Since I know nothing about the A-471 my comments below are speculation but not out of the ordinary for audio equipment that may have some sort of microprocessor for control.

I assume that the A-471 was brought onto the market around 2000 and that it has a remote control. If it has then I would assume that this places a requirement to have some computer control over its functions which includes on and off and front panel display. During my years of repairing all sorts of audio equipment I have run into a number of circumstances when power was not being applied to the microprocessor or that the microprocessor was held in a continuous reset state.

The microprocessor, if present is typically built into front panel circuit board. The microprocessor has to have power and must be executing its internal firmware code to allow local or remote control. If there is a display then the display will typically show nothing if the microprocessor is not executing its internal software code. Power to the microprocessor would typically be provided by a very small 5 volt power supply which is always on when the power plug is plugged into a hot AC outlet.

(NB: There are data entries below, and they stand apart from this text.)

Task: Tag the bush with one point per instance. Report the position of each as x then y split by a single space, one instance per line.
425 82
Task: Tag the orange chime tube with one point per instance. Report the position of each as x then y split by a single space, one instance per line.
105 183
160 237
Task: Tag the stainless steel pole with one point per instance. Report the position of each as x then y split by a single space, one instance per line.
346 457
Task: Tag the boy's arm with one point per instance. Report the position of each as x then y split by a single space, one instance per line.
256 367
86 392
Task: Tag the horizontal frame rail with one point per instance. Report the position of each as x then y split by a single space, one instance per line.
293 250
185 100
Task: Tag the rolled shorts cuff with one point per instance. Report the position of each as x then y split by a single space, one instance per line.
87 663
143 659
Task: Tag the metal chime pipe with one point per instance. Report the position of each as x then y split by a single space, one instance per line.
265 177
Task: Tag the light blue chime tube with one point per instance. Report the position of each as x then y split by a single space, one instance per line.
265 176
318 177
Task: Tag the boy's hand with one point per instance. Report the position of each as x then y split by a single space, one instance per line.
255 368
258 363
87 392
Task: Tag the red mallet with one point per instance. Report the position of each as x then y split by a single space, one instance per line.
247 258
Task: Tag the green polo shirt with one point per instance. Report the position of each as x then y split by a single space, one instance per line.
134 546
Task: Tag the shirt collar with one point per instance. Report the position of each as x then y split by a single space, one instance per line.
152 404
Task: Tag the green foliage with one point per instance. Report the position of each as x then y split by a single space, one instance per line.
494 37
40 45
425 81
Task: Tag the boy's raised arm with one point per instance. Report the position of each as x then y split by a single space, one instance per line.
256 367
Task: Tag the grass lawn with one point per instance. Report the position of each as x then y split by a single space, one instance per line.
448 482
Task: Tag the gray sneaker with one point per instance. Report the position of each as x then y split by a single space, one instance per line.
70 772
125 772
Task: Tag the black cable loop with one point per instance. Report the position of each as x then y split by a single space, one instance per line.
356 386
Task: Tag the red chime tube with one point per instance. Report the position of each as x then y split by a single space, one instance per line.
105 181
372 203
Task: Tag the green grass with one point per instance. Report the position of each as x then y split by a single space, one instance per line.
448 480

The microprocessor can be held in a reset condition due to a parts failure.

There have also been a number of occasions where I have seen microprocessors locking up and thus no longer being able to execute its code. Since it is not uncommon practice to have some kind of backup battery system built in to save the state of last use it will maintain the invalid condition until the microprocessor memory is cleared. Once this is done it can reboot from the start of its internal software code and may be able to function properly again. To clear this type of condition requires that the power to the chips memory be removed or a manual memory reset forced by whatever means are available. If there is a microprocessor failure then this wont help.

As I said I don’t know anything about the A-471 but perhaps the things I mentioned may be helpful in isolating your problem. Perhaps other persons can give additional hints.

Are you able to verify that there are at least some DC voltages present or not in the A-471?